“He’s alive. The arrow head passed through, but I think it nicked bone.” She blinked at him. “’Tis bad, a grave wound. We canna find aphysician.”
“Are there any to be had?” They had not thought of that, had they, while rushing headlong into battle.
“If there are, they will be busy elsewhere. The king was struck. Did ye see?”
Finlay nodded.
“I do no’ ken if he lives.”
“He leads yet the center company,” Finlay told her. He had seen that much during their own charge. “But I think we will lose this battle.”
“Och, aye. Curse all that sent us to it. Come, we maun do what we can for Da. Do ye ha’ any skill in those hands besides for harping?”
“Nay.” But she did. He remembered her treating his wounds when he returned from battle long, long ago. In the small roundhouse this was, the place where they dwelt. Her touch gentle and comforting. Healing in its love.
He did not say that either. He did not know if she was ready to hear all they had been to one another.
“Let us see wha’ may be done.”
Anders was not unconscious after all.

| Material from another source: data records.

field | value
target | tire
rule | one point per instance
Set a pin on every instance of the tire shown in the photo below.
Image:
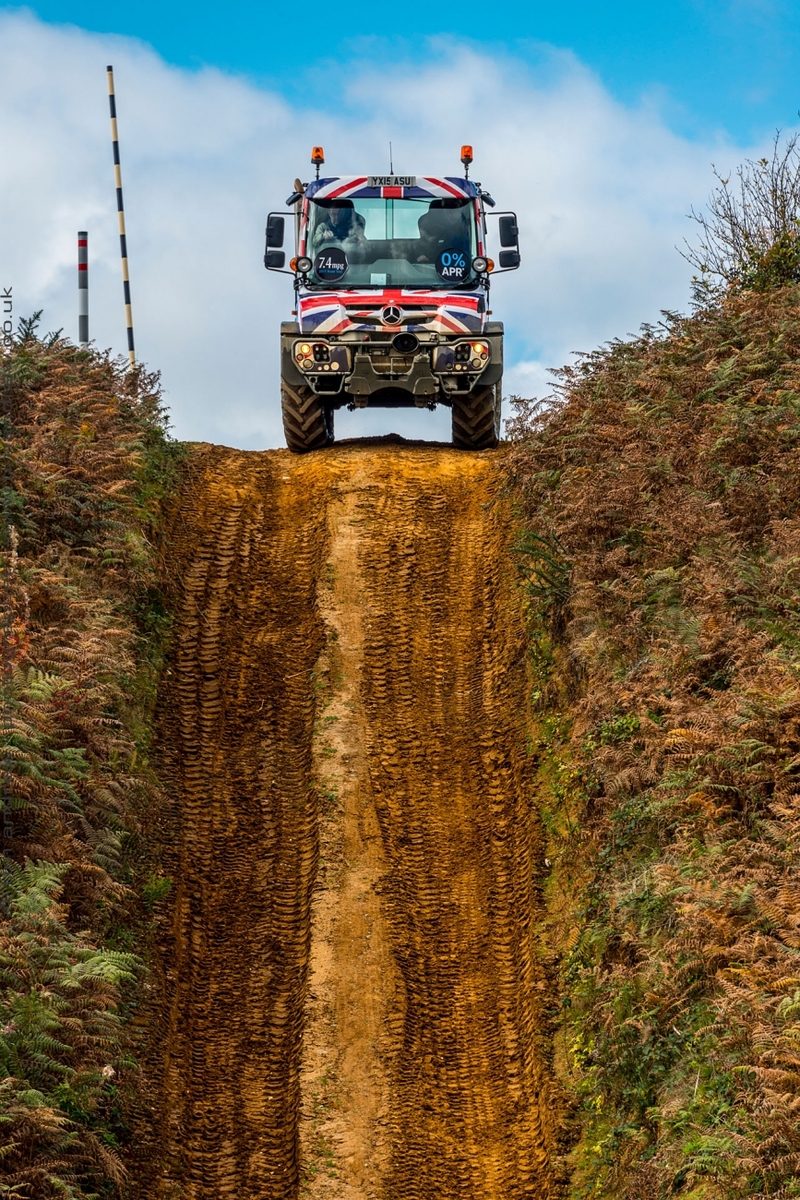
(307, 419)
(476, 419)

He opened his eyes when Finlay hunkered down next to him and said weakly, “Harper.”
“Chief.”
“I am that glad to see ye alive.”
“And I, ye.”
After some discussion, they decided the best course was to break the shaft off the arrow, a process that proved painful to Anders in the extreme.
What followed proved even less pleasant, so much so that, at length, the chief did pass out, a relief to all involved.
Katrin scavenged from her clothing to bandage him. Not until that task was accomplished did she turn to Finlay.
“Your face—”
“Skinned by an arrow.”
“Let me see what I can do for it.”
They had discovered a muddy rivulet of water, one no doubt formed by the rain. She wetted a scrap of clothing and washed the blood from his face and beard, and aye, it was so like those days long past that he had to close his eyes again, absorbing the feel of it. Of her. If he opened his eyes, whom would he see? His Irish lass bent over him with her golden hair all hanging down or Katrin in her filthy armor, love and concern brimming in her eyes?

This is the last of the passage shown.